No Second Chance for Reassessment: Uttrakhand High Court Declares Repeated Sanction Attempts Under Income Tax Law Invalid

Introduction:

In Principal Commissioner of Income Tax (Central), Kanpur v. Rajan Rajesh Kumar (Income Tax Appeal No. 12 of 2024), the Uttarakhand High Court, comprising Chief Justice G. Narendar and Justice Subhash Upadhyay, delivered an authoritative ruling clarifying the scope and limits of reassessment proceedings under the Income Tax Act, 1961. The Court categorically held that once a proposal for reopening an assessment under Section 148 is rejected by the competent authority under Section 151, the Assessing Officer cannot repeatedly re-present or revive the same proposal. Such repeated attempts, the Court ruled, are impermissible, without jurisdiction, and contrary to the scheme of the Act.
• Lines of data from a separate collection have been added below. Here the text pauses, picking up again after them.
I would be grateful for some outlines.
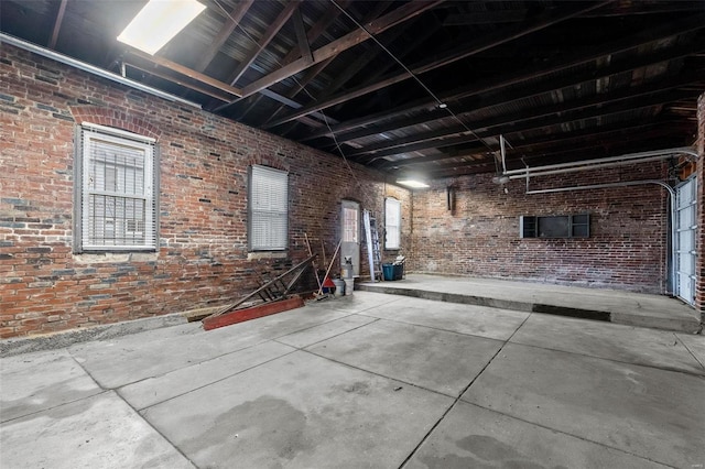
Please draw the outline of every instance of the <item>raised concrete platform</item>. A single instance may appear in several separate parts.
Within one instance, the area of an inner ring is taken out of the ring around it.
[[[357,290],[414,298],[543,313],[629,326],[698,332],[695,309],[663,295],[427,274],[392,282],[362,282]]]

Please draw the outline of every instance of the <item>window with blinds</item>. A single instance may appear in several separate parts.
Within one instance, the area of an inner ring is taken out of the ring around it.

The judgment assumes considerable importance in income tax jurisprudence as it reinforces statutory safeguards against arbitrary reassessment, underscores the mandatory nature of sanction under Section 151, and rejects the Revenue’s argument that absence of an express statutory bar permits unlimited re-presentation of reassessment proposals. By dismissing the appeal filed by the Revenue, the High Court affirmed the Tribunal’s order in favour of the assessee and reiterated the principle that taxing statutes must be strictly construed.

Arguments of Both Sides:

The dispute arose out of reassessment proceedings initiated against Rajan Rajesh Kumar, a former Managing Director of the State Infrastructure and Industrial Development Corporation of Uttarakhand Ltd. (SIDCUL). The Revenue’s case stemmed from a survey under Section 133A and a search under Section 132 of the Income Tax Act conducted against one Sri Amit Sharma, a contractor allegedly associated with Uttar Pradesh Rajkiya Nirman Nigam Limited (UPRNN). According to the Revenue, Amit Sharma was a beneficiary of undue favour and largesse in the award of contracts by the assessee, who allegedly abused his official position while serving as MD of SIDCUL.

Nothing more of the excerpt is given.